Genitourinary oncologist Cathy Handy Marshall (Osler, 2012) served as an assistant chief of service in 2016. “My first priority as an ACS was resident education and well-being, before administrative demands,” she says. Always on the lookout for burnout, Handy Marshall urged residents to tap into team-based resources, such as pharmacy and social work, to help manage certain aspects of patient care. 

That same year brought the debut of a physical exam-based “morning report” at the bedside. Led by Reza Manesh and Brian Garibaldi (Osler, 2007), the program builds physical exam skills while forging stronger patient bonds.

More recently, artificial intelligence (AI) to expedite recording patient data and notes appears to be winning favor. Hospitalist and school of medicine assistant professor Timothy Niessen (Osler, 2012) has embraced Dragon Medical One, the new speech recognition software, though he was skeptical at first. 

“It’s so fast, so accurate,” he says. “By now, I think I’ve cut my note-writing time in half.
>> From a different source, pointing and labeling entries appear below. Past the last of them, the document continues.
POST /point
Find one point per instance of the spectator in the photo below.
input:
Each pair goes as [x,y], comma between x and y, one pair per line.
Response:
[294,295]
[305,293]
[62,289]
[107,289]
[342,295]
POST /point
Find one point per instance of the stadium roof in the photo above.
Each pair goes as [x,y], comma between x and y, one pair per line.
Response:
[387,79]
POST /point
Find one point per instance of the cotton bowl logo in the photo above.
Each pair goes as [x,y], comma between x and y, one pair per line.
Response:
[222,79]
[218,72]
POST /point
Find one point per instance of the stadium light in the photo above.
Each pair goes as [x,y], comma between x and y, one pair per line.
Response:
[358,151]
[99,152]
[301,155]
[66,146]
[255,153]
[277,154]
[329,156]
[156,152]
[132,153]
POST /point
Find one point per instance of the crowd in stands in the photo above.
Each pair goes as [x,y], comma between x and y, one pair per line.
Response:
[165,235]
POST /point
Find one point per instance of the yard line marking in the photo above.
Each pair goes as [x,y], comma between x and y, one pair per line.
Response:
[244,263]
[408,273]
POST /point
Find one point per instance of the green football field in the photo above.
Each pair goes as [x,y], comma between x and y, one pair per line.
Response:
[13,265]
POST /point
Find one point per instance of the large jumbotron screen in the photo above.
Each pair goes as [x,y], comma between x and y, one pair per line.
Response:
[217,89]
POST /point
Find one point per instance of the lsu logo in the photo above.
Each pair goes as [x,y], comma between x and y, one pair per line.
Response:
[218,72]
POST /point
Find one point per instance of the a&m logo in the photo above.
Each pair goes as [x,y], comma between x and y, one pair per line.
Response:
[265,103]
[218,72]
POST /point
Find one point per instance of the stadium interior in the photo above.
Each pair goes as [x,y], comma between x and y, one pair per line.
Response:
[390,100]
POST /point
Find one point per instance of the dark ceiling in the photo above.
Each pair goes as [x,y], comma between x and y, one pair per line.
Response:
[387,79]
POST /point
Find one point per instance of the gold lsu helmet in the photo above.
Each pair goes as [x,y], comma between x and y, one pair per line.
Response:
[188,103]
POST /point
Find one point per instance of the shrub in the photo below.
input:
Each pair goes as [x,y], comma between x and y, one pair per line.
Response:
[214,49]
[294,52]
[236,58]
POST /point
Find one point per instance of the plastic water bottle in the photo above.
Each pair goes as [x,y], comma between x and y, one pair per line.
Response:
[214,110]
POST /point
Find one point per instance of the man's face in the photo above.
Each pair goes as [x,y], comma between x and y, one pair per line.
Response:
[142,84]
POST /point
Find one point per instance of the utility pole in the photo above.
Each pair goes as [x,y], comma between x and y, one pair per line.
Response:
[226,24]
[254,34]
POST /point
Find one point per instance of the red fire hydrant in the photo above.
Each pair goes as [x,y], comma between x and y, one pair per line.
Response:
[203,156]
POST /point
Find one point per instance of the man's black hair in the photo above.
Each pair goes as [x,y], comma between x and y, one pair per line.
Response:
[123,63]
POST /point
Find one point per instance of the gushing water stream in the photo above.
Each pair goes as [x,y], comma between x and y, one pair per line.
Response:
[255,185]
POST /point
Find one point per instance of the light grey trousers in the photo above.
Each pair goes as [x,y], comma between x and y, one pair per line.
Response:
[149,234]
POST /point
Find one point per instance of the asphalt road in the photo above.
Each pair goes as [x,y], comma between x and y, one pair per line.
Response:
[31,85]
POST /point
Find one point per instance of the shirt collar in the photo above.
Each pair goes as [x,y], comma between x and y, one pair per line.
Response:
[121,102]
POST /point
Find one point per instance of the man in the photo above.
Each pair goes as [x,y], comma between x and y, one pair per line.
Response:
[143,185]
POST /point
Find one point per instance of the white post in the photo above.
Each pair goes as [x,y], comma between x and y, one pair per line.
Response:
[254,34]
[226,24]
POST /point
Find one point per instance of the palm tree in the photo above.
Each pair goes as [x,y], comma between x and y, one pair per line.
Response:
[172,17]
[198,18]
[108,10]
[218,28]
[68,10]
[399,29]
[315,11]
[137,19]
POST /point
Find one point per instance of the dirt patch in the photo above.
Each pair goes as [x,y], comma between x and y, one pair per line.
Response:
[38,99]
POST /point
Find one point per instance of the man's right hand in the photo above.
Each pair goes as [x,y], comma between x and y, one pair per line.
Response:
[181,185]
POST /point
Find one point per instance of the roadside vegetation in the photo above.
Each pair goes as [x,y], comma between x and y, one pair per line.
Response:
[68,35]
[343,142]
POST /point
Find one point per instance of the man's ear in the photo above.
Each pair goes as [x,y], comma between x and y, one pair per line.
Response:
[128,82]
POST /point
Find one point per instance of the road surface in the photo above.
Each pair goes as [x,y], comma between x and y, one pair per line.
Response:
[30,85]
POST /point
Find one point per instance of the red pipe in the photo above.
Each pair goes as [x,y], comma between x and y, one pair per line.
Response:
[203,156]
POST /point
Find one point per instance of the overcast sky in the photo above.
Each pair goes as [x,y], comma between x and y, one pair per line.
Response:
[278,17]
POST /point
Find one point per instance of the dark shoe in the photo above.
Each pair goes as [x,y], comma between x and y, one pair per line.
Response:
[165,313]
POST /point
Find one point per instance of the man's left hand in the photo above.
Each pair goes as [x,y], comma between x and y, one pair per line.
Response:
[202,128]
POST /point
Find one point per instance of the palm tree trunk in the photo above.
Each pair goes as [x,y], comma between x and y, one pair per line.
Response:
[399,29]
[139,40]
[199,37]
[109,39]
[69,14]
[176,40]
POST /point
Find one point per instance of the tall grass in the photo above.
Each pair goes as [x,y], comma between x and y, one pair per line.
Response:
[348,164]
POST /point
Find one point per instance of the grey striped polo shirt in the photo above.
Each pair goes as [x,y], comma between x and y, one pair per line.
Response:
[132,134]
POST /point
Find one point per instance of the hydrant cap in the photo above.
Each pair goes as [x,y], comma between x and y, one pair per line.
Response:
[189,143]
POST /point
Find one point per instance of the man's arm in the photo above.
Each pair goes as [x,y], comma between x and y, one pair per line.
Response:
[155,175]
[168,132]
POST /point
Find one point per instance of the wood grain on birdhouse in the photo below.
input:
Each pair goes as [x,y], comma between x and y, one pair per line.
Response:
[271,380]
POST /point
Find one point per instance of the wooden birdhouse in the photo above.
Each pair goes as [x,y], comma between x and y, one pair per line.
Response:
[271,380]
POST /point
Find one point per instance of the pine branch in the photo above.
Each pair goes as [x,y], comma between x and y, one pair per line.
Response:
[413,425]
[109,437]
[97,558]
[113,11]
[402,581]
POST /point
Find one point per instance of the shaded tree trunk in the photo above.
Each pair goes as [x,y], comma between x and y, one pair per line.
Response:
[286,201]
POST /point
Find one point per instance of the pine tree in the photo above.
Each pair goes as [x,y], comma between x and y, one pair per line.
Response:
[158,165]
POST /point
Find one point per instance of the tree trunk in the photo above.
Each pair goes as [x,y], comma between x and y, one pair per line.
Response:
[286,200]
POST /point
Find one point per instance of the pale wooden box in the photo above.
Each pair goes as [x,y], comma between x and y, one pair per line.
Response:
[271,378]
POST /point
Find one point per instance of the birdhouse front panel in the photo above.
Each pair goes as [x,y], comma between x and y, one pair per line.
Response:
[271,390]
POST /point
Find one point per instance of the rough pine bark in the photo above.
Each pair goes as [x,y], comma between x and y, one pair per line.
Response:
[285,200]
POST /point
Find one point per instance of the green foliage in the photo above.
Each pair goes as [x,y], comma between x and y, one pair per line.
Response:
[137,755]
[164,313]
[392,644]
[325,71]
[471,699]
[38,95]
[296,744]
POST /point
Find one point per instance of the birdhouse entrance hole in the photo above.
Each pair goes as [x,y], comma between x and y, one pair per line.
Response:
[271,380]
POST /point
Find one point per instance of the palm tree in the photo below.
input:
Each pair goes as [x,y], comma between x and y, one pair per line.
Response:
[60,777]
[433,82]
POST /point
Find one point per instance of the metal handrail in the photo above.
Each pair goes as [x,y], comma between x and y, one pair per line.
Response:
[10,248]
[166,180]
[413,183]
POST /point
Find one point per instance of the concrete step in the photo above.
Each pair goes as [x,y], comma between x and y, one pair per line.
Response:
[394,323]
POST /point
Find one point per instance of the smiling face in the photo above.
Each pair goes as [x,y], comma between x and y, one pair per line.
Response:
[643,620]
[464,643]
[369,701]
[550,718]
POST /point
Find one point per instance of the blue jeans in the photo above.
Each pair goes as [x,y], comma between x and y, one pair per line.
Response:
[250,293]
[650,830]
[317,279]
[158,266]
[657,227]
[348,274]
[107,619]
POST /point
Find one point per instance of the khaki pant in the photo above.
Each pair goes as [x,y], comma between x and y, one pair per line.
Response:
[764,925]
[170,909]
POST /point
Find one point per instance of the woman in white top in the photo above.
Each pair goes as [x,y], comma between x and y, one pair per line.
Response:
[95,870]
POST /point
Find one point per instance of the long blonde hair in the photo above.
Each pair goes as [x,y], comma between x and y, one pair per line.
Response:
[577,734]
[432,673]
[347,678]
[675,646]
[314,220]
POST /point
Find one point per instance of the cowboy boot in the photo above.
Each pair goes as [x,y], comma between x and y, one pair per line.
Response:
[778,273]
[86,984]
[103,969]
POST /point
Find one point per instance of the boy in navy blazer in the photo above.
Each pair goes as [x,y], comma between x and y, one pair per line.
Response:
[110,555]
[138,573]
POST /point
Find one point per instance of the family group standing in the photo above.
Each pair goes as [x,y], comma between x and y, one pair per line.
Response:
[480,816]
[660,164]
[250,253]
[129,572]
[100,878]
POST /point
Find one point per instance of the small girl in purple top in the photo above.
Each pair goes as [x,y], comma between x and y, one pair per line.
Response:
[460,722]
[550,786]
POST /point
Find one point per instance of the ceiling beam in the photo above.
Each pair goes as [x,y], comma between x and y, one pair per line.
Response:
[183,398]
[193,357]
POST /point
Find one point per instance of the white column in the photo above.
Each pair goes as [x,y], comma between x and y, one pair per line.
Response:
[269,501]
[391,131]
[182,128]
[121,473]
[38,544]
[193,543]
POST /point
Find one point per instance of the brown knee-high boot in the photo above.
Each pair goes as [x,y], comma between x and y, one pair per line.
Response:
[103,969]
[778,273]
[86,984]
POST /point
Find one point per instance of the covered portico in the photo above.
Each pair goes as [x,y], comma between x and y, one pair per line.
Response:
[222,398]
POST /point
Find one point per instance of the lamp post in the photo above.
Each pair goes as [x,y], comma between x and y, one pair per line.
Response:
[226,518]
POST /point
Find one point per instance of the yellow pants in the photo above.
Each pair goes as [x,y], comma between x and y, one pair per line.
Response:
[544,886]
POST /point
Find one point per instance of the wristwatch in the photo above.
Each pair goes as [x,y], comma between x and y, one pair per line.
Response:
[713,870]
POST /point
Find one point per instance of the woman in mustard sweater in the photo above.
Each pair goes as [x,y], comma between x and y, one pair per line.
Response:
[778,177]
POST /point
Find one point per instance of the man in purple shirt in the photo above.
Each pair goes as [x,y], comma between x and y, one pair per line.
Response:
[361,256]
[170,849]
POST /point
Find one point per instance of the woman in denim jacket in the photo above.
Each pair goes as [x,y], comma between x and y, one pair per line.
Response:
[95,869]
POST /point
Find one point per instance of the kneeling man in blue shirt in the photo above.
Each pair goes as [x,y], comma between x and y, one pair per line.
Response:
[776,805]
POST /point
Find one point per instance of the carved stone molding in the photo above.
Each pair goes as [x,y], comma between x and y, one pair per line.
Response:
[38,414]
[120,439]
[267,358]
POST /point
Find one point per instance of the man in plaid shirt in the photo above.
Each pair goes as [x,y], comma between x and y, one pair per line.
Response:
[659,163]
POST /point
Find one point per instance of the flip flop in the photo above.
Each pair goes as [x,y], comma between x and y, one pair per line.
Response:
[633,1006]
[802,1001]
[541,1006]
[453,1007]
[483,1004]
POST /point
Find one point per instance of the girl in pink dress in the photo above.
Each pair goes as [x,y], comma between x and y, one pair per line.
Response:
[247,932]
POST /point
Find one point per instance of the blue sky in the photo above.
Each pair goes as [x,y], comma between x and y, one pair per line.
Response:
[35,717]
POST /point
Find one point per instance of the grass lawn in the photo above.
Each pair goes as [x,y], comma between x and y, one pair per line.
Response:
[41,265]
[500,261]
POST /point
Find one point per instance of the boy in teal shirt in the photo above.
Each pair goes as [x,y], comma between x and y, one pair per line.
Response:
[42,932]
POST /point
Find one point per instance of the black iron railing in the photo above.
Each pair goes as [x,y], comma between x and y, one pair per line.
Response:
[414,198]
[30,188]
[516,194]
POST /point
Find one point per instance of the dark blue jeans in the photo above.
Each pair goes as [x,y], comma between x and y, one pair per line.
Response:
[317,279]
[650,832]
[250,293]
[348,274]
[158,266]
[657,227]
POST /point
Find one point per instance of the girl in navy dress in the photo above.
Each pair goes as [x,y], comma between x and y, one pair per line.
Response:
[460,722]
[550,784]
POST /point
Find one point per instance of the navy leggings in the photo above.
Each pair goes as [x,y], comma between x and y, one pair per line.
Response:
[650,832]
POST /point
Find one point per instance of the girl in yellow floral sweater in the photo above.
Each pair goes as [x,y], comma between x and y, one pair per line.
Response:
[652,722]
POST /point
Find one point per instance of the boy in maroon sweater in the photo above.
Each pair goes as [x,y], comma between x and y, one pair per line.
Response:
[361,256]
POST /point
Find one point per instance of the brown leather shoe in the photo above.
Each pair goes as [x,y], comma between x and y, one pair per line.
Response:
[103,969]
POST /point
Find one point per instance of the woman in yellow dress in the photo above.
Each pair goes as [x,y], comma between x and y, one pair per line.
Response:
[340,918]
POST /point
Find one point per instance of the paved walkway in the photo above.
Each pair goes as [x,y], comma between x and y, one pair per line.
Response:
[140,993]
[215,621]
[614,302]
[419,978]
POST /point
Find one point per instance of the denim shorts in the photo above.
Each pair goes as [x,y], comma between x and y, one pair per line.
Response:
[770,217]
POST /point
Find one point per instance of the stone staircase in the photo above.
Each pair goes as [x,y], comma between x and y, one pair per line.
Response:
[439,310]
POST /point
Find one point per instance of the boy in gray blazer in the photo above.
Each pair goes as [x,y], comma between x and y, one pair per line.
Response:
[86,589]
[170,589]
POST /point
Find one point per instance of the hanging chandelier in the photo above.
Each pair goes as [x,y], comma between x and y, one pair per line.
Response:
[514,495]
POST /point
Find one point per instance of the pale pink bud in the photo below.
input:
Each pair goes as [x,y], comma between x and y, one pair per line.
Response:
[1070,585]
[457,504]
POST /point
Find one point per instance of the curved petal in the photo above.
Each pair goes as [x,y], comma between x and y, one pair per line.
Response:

I can type 60 to 70 words per minute, but I can dictate 150 words. That means I have that much more time to spend talking with my patients.” Patients and families also like it, he says, because they can listen and find the notes instantly in MyChart. 

There’s no question, says Ziegelstein, that AI will eventually lighten the load for residents. “But the pace is much faster for everything.” One can’t put the blame entirely on the electronic medical record, he adds, because “we can’t go back to the old days.” 

The synthesis of the physical exam and narrative description will always be important, Ziegelstein says. And, he insists, building relationships with patients offers the greatest potential for experiencing the joy of medicine.